Spatial transcriptomic dissection of the vertebrate urinary development program using zebrafish
Principal Investigator: Dr. Duncan Morhardt, MD, PhD
Assistant Professor of Surgery
Project Summary
Congenital malformations of the external genital system (1:150 live born boys) can be devastating. The developmental program of the external urinary system has not been determined. In contrast to mammals, zebrafish offer a means of understanding the conserved, critical mechanisms of external urethral development because of transparency during development and experimentally isolatable genital and urinary systems. We propose to catalogue the expression landscape of urethral development in zebrafish using RNA-seq to inform probes in the new MERFISH multiplexed in situ platform available to the Genomics core. Briefly, In the first aim RNA-seq will be performed over 15-26 days post fertilized fish distal urinary structures and compared to developing GI tract. In the second aim, differential analysis will yield candidate transcripts for probes for the MERFISH platform which will be analyzed to determine relevant pathways within the developing urethra, identify unique cell types over development, and delineate the time course of their transcription events. The results of these studies will inform a larger genetic dissection of critical factors over urethral development using a CRISPR/Cas9 driven deletion system as well as a later comparative development study using MERFISH in human urethra. This study will leverage the substantial new resources in the COBRE. Fred Kolling, PhD, for the multiplexed in situ hybridization technique. Under the mentored direction of H. Robert Frost, PhD, this project will leverage the bioinformatics core for analysis of the MERSCOPE data and interpretation of the results. Together, this is a pivotal pilot study in our understanding of genitourinary development and our understanding of its congenital malformations.
Revealing the impact of tryptophan metabolism on host-microbe and microbe-microbe interactions in the gut
Principal Investigator: Benjamin D Ross, PhD
Assistant Professor of Microbiology and Immunology
Assistant Professor of Orthopaedics
Dr. Benjamin Ross is an Assistant Professor of Microbiology and Immunology and an Assistant Professor of Orthopedics at Geisel. His lab in the Department of Microbiology and Immunology is working to elucidate the mechanism of defense gene acquisition and the ecological impact of T6SS neutralization on gut microbiome assembly and stability. They are also studying the causes and consequences of alterations in the gut microbiome of infants with cystic fibrosis, initially focusing on the large-scale analysis of hundreds of shotgun metagenomic and metabolomic datasets derived from stool samples of healthy infants and infants with CF, and embarking on new studies of the role of tryptophan metabolism in sculpting microbe-microbe and microbe-host interactions in the intestine, using a combination of quantitative assays and gnotobiotic mice colonized with genetically-tractable synthetic microbiota.
Project Summary
The gut microbiota impact human health through the production of metabolites that elicit effects on host physiology. Only a few microbe-metabolite-host relationships are known at the molecular level, due in part to the complexity and intractability of the microbiota. One well-known example is microbial metabolism of tryptophan into diverse signaling molecules that promote immune homeostasis and gastrointestinal barrier function. What mechanisms govern tryptophan flux through different microbial-encoded pathways, how tryptophan metabolism impacts the microbiota, and how tryptophan metabolites act in concert to impact the host are not understood.

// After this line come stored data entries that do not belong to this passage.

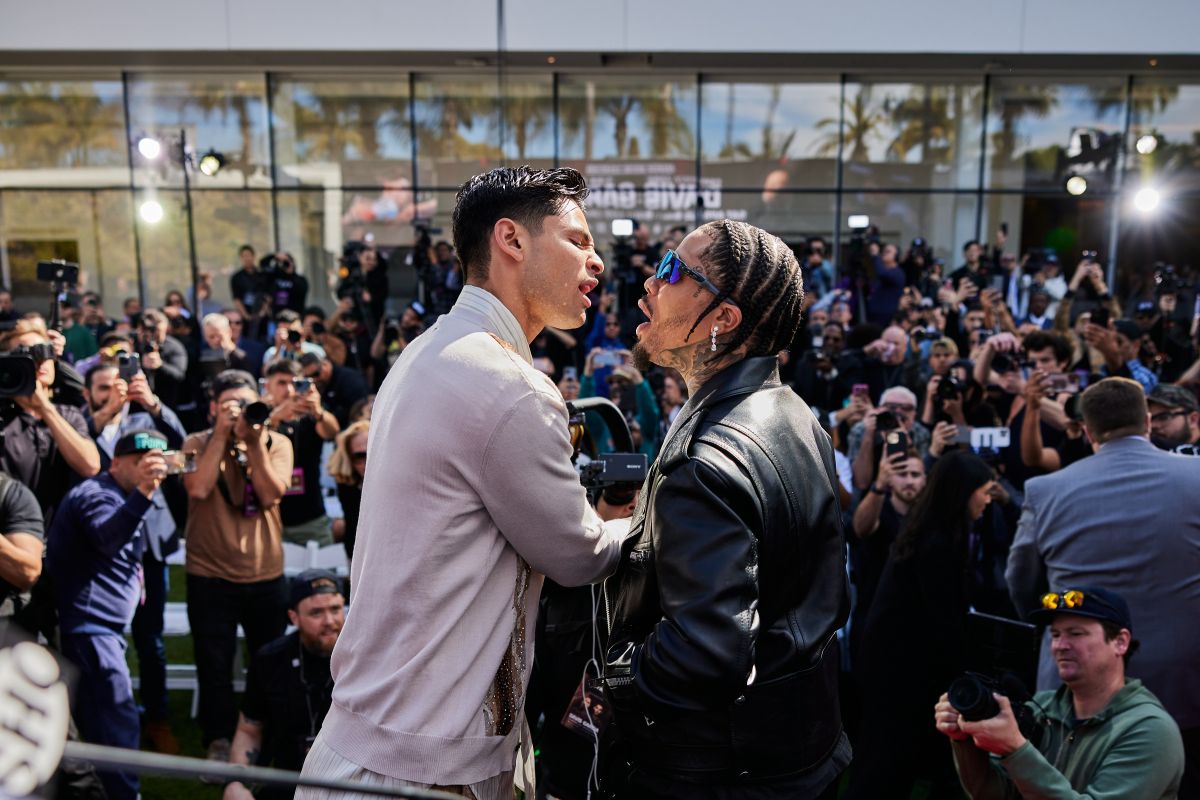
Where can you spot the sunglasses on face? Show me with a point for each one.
(672, 269)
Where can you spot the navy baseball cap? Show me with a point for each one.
(1085, 601)
(312, 582)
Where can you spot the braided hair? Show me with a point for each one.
(761, 275)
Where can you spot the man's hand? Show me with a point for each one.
(946, 719)
(999, 735)
(227, 417)
(151, 469)
(237, 792)
(36, 403)
(139, 392)
(943, 438)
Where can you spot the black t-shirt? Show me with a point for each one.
(31, 455)
(288, 690)
(246, 287)
(19, 513)
(303, 501)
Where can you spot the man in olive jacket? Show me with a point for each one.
(1099, 735)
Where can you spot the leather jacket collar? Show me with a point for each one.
(739, 378)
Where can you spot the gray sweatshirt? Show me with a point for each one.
(469, 499)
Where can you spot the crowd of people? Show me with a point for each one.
(1003, 432)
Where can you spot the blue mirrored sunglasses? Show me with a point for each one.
(672, 269)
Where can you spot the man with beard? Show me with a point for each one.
(721, 665)
(469, 501)
(288, 686)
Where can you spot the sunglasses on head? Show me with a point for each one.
(672, 269)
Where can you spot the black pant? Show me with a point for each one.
(148, 639)
(215, 608)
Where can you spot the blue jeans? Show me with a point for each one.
(105, 710)
(148, 639)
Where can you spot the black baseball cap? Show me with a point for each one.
(313, 582)
(139, 441)
(1085, 601)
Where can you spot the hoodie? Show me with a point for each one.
(1132, 750)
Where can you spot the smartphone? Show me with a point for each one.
(895, 441)
(129, 365)
(1062, 383)
(179, 463)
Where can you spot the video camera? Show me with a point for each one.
(1001, 657)
(606, 469)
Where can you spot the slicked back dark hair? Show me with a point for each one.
(761, 275)
(520, 193)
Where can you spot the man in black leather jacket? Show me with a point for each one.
(721, 662)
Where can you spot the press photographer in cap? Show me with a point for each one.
(94, 551)
(234, 543)
(288, 685)
(1101, 734)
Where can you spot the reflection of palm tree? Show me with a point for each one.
(1033, 100)
(61, 125)
(862, 125)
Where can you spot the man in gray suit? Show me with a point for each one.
(1127, 518)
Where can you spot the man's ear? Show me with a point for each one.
(510, 238)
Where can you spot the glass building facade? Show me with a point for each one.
(316, 160)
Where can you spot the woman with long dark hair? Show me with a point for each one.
(912, 645)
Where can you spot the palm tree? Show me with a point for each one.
(863, 122)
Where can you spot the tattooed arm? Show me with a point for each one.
(247, 743)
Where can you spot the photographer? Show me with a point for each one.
(163, 359)
(289, 341)
(46, 444)
(94, 551)
(117, 409)
(1099, 735)
(234, 545)
(286, 288)
(22, 535)
(913, 639)
(297, 414)
(879, 519)
(897, 411)
(288, 685)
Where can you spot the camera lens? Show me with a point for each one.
(972, 698)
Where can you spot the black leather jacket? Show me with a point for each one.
(721, 662)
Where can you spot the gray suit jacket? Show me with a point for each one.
(1127, 519)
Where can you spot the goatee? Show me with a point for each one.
(641, 358)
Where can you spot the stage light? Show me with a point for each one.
(151, 211)
(211, 162)
(1146, 199)
(149, 148)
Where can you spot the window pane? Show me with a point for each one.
(63, 132)
(1167, 126)
(945, 221)
(771, 134)
(222, 113)
(1041, 133)
(223, 221)
(912, 134)
(93, 228)
(460, 131)
(342, 133)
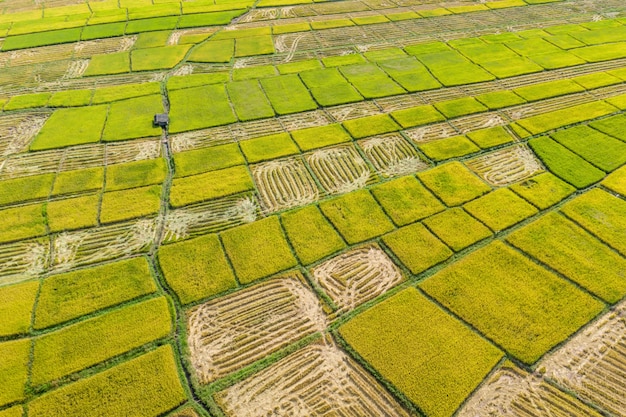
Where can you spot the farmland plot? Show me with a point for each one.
(317, 378)
(242, 328)
(358, 208)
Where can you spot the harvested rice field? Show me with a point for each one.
(411, 208)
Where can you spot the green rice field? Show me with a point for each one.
(354, 208)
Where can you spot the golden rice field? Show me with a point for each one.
(354, 208)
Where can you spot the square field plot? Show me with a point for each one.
(319, 137)
(310, 234)
(575, 253)
(199, 107)
(602, 214)
(371, 81)
(258, 249)
(249, 100)
(14, 370)
(284, 184)
(16, 306)
(236, 330)
(330, 381)
(523, 307)
(196, 268)
(416, 247)
(357, 216)
(614, 126)
(453, 183)
(340, 169)
(603, 151)
(287, 94)
(457, 228)
(500, 209)
(565, 164)
(405, 200)
(445, 363)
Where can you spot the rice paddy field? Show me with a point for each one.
(357, 208)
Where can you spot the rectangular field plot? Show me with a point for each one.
(145, 386)
(543, 190)
(506, 166)
(67, 127)
(446, 361)
(132, 118)
(241, 328)
(67, 296)
(603, 214)
(370, 80)
(357, 216)
(24, 189)
(84, 247)
(210, 185)
(510, 391)
(285, 183)
(199, 107)
(210, 217)
(287, 94)
(22, 223)
(357, 276)
(592, 363)
(570, 250)
(329, 87)
(405, 200)
(616, 182)
(565, 164)
(310, 234)
(89, 342)
(196, 268)
(603, 151)
(392, 155)
(457, 229)
(500, 209)
(16, 306)
(340, 169)
(453, 183)
(311, 381)
(614, 126)
(524, 308)
(13, 370)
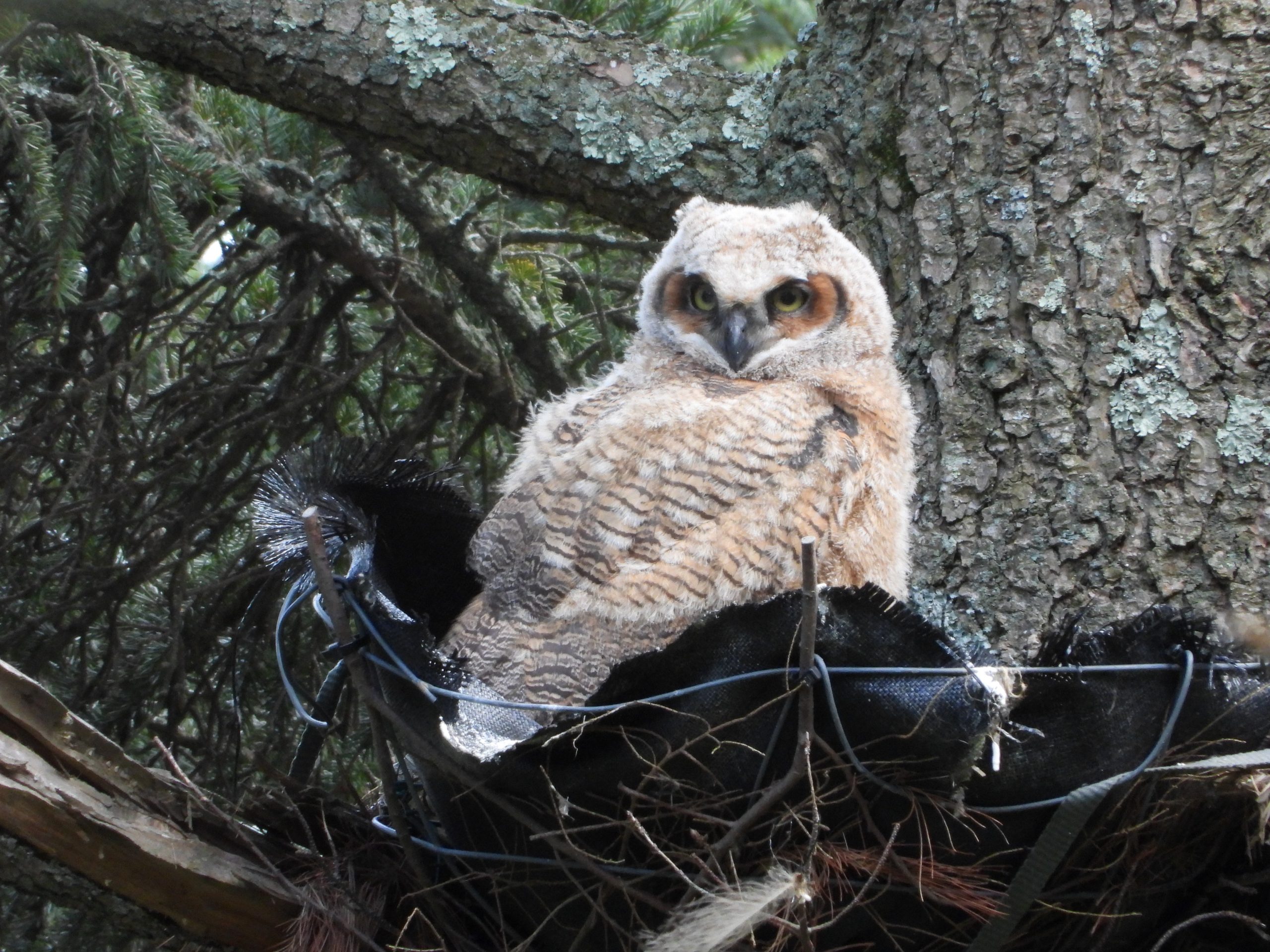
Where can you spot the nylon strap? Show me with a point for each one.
(1062, 831)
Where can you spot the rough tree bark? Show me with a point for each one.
(1069, 202)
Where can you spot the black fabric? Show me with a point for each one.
(690, 766)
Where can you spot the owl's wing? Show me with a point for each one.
(677, 500)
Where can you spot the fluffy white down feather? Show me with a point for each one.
(715, 922)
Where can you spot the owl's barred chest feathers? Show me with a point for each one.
(684, 481)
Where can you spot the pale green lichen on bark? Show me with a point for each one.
(1055, 296)
(1151, 385)
(754, 105)
(422, 42)
(651, 74)
(604, 136)
(1246, 433)
(1090, 49)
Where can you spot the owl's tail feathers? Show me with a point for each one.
(399, 535)
(397, 521)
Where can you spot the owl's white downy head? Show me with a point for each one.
(762, 293)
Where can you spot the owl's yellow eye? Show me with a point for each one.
(789, 298)
(702, 298)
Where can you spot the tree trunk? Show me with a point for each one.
(1069, 203)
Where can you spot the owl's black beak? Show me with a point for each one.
(737, 346)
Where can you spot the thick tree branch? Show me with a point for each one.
(70, 792)
(517, 96)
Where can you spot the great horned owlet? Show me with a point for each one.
(759, 403)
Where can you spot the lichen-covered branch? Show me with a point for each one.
(517, 96)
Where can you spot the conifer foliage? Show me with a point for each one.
(191, 285)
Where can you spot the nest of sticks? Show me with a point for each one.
(881, 787)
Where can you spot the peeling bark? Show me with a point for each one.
(1069, 202)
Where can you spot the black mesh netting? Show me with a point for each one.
(588, 833)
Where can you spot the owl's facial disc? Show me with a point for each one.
(743, 333)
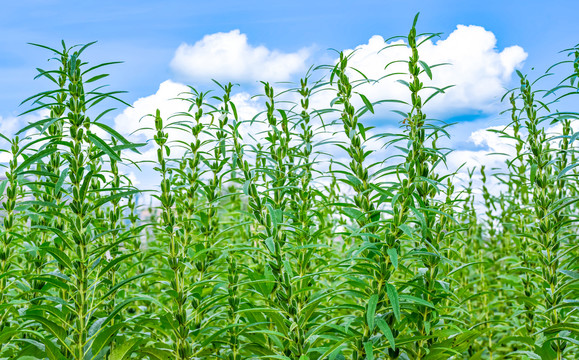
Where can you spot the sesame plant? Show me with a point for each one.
(301, 232)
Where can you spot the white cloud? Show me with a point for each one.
(479, 71)
(229, 57)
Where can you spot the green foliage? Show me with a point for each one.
(269, 249)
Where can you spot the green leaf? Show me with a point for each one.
(34, 158)
(101, 144)
(426, 68)
(393, 297)
(387, 332)
(371, 311)
(59, 255)
(104, 337)
(393, 257)
(367, 103)
(60, 181)
(124, 350)
(368, 346)
(58, 331)
(270, 244)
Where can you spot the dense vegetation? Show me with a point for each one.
(264, 248)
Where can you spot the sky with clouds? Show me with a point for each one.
(166, 45)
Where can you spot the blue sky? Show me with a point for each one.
(145, 34)
(161, 40)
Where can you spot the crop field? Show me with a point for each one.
(298, 233)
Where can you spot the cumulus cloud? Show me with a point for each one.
(477, 69)
(229, 57)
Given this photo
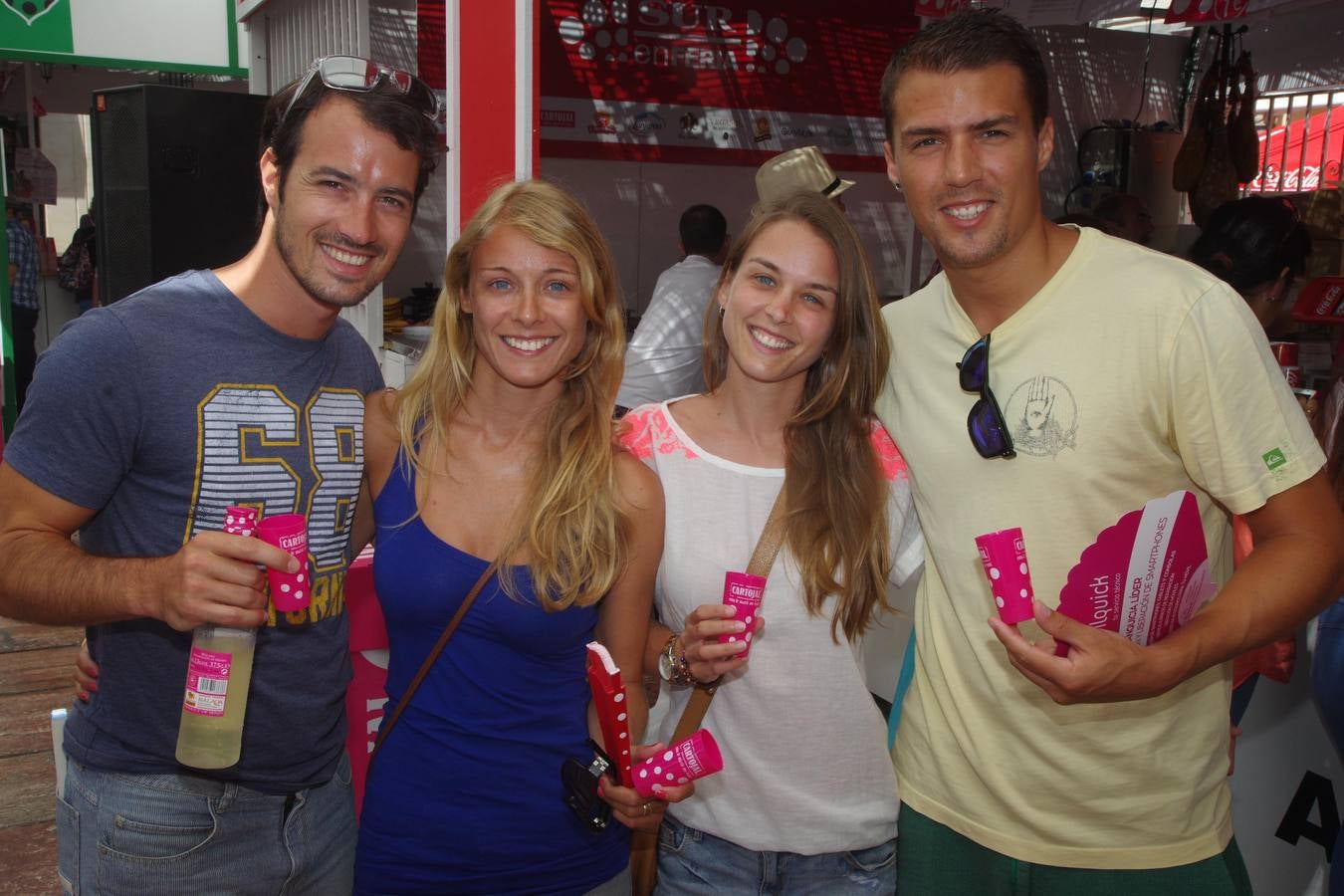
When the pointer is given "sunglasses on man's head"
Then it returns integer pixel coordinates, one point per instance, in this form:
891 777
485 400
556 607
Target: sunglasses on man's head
361 76
986 422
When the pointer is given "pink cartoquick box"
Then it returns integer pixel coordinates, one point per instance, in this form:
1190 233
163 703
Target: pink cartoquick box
1005 558
680 764
289 591
1143 577
611 710
744 591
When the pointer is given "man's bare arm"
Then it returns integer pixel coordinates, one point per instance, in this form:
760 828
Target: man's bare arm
45 577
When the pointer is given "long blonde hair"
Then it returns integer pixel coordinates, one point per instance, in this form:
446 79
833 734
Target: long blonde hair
833 491
567 522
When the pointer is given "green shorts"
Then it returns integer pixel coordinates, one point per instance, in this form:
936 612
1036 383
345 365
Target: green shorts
934 860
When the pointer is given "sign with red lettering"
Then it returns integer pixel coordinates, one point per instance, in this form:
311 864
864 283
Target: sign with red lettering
1206 11
940 8
715 84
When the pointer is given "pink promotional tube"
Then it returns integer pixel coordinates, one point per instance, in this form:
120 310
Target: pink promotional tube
1005 558
289 533
744 591
694 758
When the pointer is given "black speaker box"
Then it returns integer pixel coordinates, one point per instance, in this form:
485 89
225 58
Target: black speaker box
175 181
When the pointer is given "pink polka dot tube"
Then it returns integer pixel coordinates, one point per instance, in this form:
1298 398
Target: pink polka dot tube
1005 558
288 533
744 591
680 764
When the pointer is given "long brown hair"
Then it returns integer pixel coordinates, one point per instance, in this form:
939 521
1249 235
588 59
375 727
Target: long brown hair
833 489
568 520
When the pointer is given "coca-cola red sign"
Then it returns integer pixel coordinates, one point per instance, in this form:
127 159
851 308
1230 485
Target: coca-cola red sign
726 82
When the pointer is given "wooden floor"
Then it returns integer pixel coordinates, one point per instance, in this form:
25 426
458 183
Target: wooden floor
35 668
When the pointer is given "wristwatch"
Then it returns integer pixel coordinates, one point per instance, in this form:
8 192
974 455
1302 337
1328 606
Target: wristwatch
672 665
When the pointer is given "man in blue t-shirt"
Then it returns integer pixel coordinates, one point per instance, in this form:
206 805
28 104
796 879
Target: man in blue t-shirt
148 418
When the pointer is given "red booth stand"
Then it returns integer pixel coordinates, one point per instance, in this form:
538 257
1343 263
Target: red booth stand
367 695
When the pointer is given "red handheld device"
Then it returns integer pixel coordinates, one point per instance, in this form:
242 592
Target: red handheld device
611 708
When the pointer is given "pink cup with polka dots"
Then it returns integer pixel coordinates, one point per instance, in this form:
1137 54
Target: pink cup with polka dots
687 761
289 591
1005 558
744 591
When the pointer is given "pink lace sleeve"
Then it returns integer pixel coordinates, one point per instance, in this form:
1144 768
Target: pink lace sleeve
893 465
637 431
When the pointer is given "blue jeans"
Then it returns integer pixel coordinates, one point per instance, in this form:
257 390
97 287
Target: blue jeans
1328 684
691 861
148 834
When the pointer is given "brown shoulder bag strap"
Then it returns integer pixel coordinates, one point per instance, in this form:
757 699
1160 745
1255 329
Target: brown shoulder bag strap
768 546
433 656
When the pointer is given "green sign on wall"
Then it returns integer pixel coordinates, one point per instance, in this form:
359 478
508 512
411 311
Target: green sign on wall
165 35
37 24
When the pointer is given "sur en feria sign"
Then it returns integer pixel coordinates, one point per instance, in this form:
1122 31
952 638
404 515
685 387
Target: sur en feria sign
167 35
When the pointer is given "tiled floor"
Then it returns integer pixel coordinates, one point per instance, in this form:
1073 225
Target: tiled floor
35 668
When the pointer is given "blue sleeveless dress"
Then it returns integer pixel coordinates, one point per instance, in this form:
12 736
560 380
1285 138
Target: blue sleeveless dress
465 795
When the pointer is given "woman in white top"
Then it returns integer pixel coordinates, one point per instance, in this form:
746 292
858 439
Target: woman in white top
794 356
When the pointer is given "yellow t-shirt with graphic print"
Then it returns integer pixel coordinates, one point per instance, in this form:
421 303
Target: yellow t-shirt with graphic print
1128 376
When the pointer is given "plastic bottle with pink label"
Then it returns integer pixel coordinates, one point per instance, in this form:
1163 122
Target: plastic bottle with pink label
210 733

This project will establish a 14-member synthetic gut microbiota (SGM) in gnotobiotic mice to reveal mechanistic insight into the dynamics and impact of tryptophan metabolism. The SGM includes 4 species of the genetically-tractable genus Bacteroides, three of which encode the gene tryptophanase (TnaA), which converts tryptophan into indole, as well as several other species predicted to produce other indole-like molecules. We will engineer a variant SGM containing TnaA mutants (SGM-delta) that lack the ability to produce indole, and compare between SM and SM-delta to gain insight into the impact of altered tryptophan metabolites on microbiota composition and on the transcriptome and function of both host intestinal tissue via bulk and single-cell RNA-seq and permeability assays. We will finally perform metabolomics on SGM and SGM-delta to trace tryptophan flux through non-TnaA pathways. This project will help reveal how metabolism of tryptophan impacts microbe-microbe and host-microbe interactions.